Le deuxième volet stratégique de ce mégaprojet concerne le dossier
d’exécution des aérogares, péage, tarification et mise à niveau des
indicateurs techniques et économiques relatifs aux tronçons existants et
confié au groupe EGIS, il se trouve que les pouvoirs publics observent
un silence injustifié par rapport à cette mission !!
Faut-il aussi signaler que ces bureaux d’études ont largement profité de
l’incompétence des institutions publiques en assurant des missions
bâclées à coup de millions de dollars par le biais d’une poignée de
techniciens nationaux et expatriés de niveau très moyen au détriment de
tous les experts nationaux largement plus compétents malheureusement
marginalisés, voire même frappés d’ostracisme par le pouvoir en place.
Afin de mieux comprendre les causes de l’échec de ce mégaprojet, il est
impératif de répondre à certaines interrogations de fond sur les vices
cachés inhérents au dossier «études» dans sa globalité et qui pourraient
servir de marqueurs pour une éventuelle mise aux normes de certains
tronçons :
- Sur la base de quelle programmation le délai de 40 mois pour la
réalisation de cette autoroute sans un tracé définitif, ni APS
(avant-projet sommaire) ni APD (avant-projet détaillé) a été fixé ?
- Sur quelle base technico-économique l’option des deux fois trois voies
(2 fois 3) avec une minuscule bande d’urgence a été choisie ?

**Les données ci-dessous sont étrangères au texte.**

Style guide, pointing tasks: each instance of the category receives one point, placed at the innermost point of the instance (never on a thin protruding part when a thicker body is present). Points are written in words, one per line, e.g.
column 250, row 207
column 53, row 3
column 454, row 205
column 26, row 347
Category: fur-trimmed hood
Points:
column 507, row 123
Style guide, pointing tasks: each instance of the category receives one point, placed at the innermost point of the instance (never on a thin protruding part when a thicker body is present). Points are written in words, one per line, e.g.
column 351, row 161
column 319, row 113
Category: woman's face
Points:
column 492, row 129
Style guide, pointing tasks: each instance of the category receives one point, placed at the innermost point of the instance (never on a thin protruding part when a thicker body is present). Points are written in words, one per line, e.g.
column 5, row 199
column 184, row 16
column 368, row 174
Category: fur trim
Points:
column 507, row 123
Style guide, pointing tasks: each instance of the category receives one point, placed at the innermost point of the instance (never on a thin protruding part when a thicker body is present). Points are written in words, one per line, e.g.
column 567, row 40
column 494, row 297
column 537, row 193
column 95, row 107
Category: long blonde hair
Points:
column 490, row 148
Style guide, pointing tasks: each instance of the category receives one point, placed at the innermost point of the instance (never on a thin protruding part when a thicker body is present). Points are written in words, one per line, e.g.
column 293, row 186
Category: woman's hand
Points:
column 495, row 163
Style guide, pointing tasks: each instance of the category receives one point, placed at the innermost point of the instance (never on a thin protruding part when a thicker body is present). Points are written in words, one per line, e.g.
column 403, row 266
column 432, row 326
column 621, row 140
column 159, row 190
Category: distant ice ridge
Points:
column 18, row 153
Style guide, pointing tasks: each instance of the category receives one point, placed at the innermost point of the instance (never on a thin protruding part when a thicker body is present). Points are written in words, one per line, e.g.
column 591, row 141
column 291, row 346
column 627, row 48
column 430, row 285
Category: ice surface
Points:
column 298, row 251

- Pourquoi l’étude de mise à niveau exécutée antérieurement par le
bureau SEEE en 1997 n’a pas été incorporée parmi les hypothèses
d’appréciation par le ministère des T. P. lors de la phase conception du
projet ?
- Pourquoi a-t-on passé sous silence le rapport de la Banque mondiale
2005-2006 tirant la sonnette d’alarme pour prévenir les dérives
potentielles qui pourraient être engendrées par le lancement du projet
en l’état ?
- Qui a décidé du changement du corps de chaussée prescrit dans le
dossier initial avec introduction des enrobés EME (enrobé à module
élevé) avec une diminution des épaisseurs et une surfacturation de plus
de 400 millions d’euros par tronçon ?
- Quelles sont les hypothèses et les modèles numériques adoptés pour le
tracé des tronçons dans les régions de Khemis-Miliana, Aomar, Lakhdaria,
Djebel Ouahch (Constantine) et Tarf.
Voici quelques questionnements que les responsables de ce projet
pourraient utiliser comme repères pour clarifier l’état actuel de cette
autoroute sur les plans technique et financier.
Les villes nouvelles
Ces projets lancés entre 2003 et 2008 ont été confiés à des bureaux
d’études et entreprises étrangères (sud-coréens et canadiens) et
concernent les villes nouvelles de Sidi Abdellah, Hassi Messaoud,
Bouinan, Boughezoul et Ali Mendjelli de Constantine. Dans une longue
interview paru dans le quotidien Le Courrier du 13/12/2012, j’avais
clairement signalé l’absence d’une stratégie gouvernementale et une
confusion dans les priorités adoptées dans le lancement des études de
conception de ces villes. Toute la démarche des décideurs était fondée
sur le recours aux consortiums étrangers et l’exclusion de toute
compétence nationale. Au jour d’aujourd’hui le constat est parlant, ces
villes peinent à prendre forme et les sommes colossales dépensées
anarchiquement sans contrôle ont permis de remplir les comptes de ces
BET’s et entrepreneurs indélicats et saigner à blanc le Trésor public
sans aucune contrepartie. A titre d’exemple, la nouvelle ville de
Constantine regroupe non seulement toutes les caractéristiques d’un
bidonville structuré (promiscuité, banditisme, drogue, prostitution,
etc.) mais aussi une vulnérabilité accrue vis-à-vis des aléas naturels
(quartiers souvent inondés avec des pertes considérables en biens
matériels et en vies humaines, glissements de terrains, réseaux
d’évacuation souvent obstrués…).
Quant aux villes de Sidi Abdellah et Bouinan encadrées par des failles
sismiques très actives demeurent très vulnérables et doivent par
conséquent faire l’objet d’une attention particulière de la part des
pouvoirs publics avant qu’il ne soit trop tard.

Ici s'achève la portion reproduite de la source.